Ja. Das Problem mit PID besteht bei Modultypen mit kristallinen Solarzellen und ist seit 2010 bekannt. Der Trend hat sich in den letzten Jahren durch den Einsatz trafoloser Wechselrichter und Systemspannungen bis 1.500 Volt noch verschärft. Ich muss aber dazu sagen aus meiner Erfahrung, und ich bin seit 2003 schon in der Branche: Nach Bekanntwerden dieser Problematik konnten wir in einigen unseren betreuten Projekten zum Beispiel mit galvanisch getrennten Wechselrichtern vorbeugende Maßnahmen treffen. Diese erfolgten in Form von Minuspol-Erdung des PV-Generators, sodass diese Problematik nicht mehr auftritt. Mittlerweile haben sich zudem viele Modulhersteller dieser Problematik angenommen und arbeiten daran. Durch professionelles Monitoring und Unterstützung im Verdachtsfall durch ent-sprechende Messungen im PV-Park zum Beispiel der Elektrolumineszenz-Messung, können wir PID frühzeitig erkennen und Maßnahmen wie zum Beispiel Polarisationsumkehrung vornehmen.

Stellen Sie noch andere Qualitätsprobleme wie schlechte Montage fest?
In unserem betreuten Park weniger. Klar ist, eine PV-Anlage ist immer Witterungs-bedingungen und natürlichem Verschleiß ausgesetzt. Unser Anspruch ist es, Störungen sofort zu erkennen und innerhalb kurzer Reaktionszeiten Maßnahmen vor Ort einzuleiten, bei Auffälligkeiten dem Kunden Handlungsempfehlungen auszusprechen und diese dann umzusetzen. Dazu gehören zum Beispiel Modulreinigung bei starker Verschmutzung oder ein Kondensatorenwechsel gerade im Zentralwechselrichterbereich bei abweichenden Messwerten. Das kommt immer wieder vor, denn Kondensatoren gerade im großen Zentralwechselrichterbereich haben eine gewisse Altersgrenze, die nicht zu den 20 Jahren Laufzeit passen. Deswegen sollten sie in einem besonderen Fokus stehen. Aber auch Leistungs- und Kennlinienmessung, Wärmebildaufnahmen bei Modulauffälligkeiten und Leistungsabwei-chungen kommen immer wieder mal vor. Wir haben diesbezüglich ein breit gefächertes Dienstleistungsportfolio und nutzen unsere Servicestrukturen.

Wie sehen diese aus?
Wir steuern von sechs dezentralen Standorten unser Serviceteam in Deutschland. Daher ist es uns auch möglich, Dienstleistungen im Bereich Repowering und größeren Reparaturmaßnahmen für Fremdanlagen anzubieten. Diese Erfahrungen bestärken uns, dass wir von qualitativ hochwertigen Anlagen bei uns sprechen können. Bei Fremdanlagen gibt es schon mal Probleme mit Statik, angefangen bei der Unterkonstruktion oder Verkabelungsprobleme, gerade bei Verwendung von nicht geeigneten und nicht zertifizierten Solarkabeln, bis hin auch zu falscher Anlagenaus-legung.

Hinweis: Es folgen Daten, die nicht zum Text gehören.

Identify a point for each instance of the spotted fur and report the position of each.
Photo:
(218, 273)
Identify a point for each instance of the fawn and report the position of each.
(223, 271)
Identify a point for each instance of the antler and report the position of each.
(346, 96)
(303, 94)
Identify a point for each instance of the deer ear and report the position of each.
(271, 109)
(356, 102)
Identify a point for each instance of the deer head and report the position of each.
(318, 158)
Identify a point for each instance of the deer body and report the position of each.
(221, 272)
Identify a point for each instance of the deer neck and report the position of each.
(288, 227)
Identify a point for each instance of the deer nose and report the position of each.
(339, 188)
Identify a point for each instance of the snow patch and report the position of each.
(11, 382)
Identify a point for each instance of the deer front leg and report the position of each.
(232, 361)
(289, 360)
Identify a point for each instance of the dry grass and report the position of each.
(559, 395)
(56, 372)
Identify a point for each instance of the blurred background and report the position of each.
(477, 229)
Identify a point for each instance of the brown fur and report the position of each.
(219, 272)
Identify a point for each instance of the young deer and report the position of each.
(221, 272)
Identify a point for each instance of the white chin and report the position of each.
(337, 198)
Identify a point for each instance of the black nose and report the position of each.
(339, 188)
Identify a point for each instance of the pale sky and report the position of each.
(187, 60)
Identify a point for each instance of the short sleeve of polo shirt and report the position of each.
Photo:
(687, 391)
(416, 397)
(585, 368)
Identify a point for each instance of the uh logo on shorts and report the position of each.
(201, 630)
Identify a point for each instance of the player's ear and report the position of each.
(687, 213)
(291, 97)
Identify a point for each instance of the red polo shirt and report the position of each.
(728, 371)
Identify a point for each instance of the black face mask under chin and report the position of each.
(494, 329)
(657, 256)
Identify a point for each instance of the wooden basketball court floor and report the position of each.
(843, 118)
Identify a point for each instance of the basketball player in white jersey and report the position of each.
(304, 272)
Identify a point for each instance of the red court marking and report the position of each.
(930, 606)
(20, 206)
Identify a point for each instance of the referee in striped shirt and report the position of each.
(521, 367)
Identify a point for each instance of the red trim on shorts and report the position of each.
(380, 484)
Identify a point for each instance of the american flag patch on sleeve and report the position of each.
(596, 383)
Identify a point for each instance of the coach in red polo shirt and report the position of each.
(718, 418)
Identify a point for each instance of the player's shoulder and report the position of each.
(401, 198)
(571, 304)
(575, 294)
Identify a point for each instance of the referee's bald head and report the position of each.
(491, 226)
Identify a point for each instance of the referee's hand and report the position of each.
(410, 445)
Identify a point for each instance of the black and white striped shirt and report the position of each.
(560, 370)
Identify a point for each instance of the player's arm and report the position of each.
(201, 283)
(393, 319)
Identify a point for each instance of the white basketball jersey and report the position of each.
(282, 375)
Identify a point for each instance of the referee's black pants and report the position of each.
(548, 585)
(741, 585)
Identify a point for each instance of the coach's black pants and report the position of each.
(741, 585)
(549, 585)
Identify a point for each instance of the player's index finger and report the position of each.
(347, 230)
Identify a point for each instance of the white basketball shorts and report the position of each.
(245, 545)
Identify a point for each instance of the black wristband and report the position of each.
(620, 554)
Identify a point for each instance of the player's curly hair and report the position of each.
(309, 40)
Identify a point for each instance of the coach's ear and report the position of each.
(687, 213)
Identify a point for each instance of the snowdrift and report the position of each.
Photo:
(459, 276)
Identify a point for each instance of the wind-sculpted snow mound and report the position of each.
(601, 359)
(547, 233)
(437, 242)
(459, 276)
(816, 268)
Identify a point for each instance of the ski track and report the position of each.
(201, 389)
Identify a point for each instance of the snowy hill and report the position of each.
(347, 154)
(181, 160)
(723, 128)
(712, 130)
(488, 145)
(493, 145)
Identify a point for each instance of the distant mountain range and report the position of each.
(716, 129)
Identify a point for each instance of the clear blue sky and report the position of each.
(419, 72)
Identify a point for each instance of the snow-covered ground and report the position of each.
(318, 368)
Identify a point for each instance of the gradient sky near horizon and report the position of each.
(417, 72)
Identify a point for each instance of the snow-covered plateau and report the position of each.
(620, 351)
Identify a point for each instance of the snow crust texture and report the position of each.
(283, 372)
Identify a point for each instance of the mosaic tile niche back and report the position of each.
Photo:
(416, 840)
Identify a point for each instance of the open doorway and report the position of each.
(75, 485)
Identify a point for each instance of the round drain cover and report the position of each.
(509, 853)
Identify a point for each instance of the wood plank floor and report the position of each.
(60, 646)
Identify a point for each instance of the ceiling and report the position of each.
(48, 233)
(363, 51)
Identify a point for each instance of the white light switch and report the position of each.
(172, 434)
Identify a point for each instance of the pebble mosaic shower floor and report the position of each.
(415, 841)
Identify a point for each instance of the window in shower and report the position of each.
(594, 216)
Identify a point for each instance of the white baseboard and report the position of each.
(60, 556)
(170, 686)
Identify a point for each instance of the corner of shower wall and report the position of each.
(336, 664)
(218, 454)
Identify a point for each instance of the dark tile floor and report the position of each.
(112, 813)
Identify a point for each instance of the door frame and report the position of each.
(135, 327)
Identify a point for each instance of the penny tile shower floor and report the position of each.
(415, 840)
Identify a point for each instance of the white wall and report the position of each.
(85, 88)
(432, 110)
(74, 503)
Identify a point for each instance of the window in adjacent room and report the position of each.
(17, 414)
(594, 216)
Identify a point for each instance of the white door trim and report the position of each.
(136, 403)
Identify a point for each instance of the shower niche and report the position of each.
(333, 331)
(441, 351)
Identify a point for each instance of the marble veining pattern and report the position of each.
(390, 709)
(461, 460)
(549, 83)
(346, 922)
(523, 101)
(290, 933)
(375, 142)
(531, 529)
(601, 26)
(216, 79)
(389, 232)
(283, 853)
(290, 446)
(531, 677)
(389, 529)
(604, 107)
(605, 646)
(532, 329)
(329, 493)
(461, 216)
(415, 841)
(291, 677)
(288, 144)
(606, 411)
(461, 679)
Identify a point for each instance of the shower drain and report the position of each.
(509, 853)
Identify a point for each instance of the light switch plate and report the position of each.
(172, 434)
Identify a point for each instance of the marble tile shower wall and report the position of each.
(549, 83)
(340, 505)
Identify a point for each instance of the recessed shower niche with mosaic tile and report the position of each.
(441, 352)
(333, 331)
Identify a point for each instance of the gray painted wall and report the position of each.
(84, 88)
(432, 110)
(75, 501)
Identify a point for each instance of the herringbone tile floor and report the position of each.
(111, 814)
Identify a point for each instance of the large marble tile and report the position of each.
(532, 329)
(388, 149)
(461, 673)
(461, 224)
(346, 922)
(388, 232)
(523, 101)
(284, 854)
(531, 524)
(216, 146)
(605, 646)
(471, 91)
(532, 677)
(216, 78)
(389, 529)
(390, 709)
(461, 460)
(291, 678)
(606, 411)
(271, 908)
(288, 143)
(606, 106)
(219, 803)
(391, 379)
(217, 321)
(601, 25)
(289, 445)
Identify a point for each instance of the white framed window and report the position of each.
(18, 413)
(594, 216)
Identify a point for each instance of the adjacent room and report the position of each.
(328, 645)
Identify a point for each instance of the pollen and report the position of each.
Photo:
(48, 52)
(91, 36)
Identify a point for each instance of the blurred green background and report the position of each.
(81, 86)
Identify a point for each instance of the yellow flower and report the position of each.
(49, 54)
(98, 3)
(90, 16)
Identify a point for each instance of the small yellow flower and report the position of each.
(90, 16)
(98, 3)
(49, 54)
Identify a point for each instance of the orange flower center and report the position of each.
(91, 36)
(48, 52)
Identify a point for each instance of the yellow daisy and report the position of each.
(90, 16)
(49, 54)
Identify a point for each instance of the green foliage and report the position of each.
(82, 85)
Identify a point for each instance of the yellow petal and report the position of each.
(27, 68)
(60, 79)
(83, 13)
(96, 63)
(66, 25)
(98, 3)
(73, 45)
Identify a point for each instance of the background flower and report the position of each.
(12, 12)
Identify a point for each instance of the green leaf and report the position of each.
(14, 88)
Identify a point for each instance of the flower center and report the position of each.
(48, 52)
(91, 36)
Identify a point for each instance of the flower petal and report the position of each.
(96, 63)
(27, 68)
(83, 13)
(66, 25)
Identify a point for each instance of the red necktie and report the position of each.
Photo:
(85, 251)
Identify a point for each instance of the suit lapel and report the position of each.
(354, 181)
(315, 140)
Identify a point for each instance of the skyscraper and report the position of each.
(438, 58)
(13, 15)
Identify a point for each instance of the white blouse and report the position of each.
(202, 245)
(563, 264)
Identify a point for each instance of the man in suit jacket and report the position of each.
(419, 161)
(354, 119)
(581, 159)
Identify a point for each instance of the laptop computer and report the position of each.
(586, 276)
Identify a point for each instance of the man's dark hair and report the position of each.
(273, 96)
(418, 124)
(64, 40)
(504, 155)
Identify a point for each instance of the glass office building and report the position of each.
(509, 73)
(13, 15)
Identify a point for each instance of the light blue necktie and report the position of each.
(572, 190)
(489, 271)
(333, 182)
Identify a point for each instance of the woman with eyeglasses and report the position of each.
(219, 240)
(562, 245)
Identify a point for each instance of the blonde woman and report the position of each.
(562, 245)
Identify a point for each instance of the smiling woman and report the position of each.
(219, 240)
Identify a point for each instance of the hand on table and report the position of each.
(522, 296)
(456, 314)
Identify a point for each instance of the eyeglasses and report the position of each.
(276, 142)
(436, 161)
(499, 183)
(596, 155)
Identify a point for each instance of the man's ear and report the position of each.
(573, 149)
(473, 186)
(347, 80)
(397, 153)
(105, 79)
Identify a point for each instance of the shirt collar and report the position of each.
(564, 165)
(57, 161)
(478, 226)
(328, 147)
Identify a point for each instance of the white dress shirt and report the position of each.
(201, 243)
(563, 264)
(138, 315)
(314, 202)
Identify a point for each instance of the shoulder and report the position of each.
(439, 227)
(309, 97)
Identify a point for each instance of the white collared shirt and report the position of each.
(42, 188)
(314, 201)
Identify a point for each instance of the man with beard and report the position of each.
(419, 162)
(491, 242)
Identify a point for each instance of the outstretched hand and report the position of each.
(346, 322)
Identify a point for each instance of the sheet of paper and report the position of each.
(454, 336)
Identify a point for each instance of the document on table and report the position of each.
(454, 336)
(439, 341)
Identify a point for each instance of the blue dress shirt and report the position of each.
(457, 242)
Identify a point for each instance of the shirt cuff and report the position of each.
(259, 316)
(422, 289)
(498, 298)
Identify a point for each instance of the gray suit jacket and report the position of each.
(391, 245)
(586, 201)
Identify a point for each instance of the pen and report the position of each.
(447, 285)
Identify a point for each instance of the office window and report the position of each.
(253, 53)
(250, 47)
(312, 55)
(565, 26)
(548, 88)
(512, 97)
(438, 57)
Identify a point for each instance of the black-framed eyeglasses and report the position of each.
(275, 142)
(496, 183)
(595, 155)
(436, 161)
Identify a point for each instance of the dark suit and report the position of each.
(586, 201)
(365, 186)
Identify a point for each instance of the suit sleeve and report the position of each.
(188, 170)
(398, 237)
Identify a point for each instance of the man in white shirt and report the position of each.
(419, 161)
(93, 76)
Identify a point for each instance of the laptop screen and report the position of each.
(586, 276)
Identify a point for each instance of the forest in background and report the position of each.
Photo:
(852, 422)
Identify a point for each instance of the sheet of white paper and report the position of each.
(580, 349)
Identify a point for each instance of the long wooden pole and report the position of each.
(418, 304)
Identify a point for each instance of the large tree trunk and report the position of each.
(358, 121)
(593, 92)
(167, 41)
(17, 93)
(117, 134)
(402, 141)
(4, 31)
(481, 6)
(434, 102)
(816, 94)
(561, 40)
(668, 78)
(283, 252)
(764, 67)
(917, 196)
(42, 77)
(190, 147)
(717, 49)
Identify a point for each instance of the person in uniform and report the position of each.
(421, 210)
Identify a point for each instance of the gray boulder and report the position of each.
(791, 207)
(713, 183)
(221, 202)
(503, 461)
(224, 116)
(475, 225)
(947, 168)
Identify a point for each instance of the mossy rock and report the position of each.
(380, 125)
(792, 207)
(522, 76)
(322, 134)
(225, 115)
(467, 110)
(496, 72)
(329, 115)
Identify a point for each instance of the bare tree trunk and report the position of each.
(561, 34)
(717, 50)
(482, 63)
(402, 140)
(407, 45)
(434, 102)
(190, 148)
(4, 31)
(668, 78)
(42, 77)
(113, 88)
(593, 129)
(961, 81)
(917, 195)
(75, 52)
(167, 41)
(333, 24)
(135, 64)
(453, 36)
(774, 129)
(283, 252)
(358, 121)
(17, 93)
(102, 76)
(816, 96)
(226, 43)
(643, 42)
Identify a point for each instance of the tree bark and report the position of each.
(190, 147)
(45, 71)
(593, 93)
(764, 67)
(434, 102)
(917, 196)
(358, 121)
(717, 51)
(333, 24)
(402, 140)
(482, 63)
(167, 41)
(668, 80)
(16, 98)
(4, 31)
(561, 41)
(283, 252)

Wie sehen Sie die Perspektive für Ihr deutsches O&M-Geschäft?
Wir setzen auf weiteres Wachstum. Neben den Kernmärkten Deutschland und Großbritannien wollen wir kurzfristig in die Märkte Niederlanden und Polen einsteigen. Wir setzen weiterhin auf Optimierung und Digitalisierung unserer Geschäftsprozesse und eine stetige Steigerung der Transparenz gegenüber Kunden und Lieferanten. Wir wollen unser Portfolio durch organisches und anorganisches Wachstum erweitern.

Also auch durch weitere Zukäufe?
Ja.

Gibt es da schon was Konkretes?
Wir sehen uns permanent um und stehen seriösen Angeboten mit einem offenen Ohr gegenüber.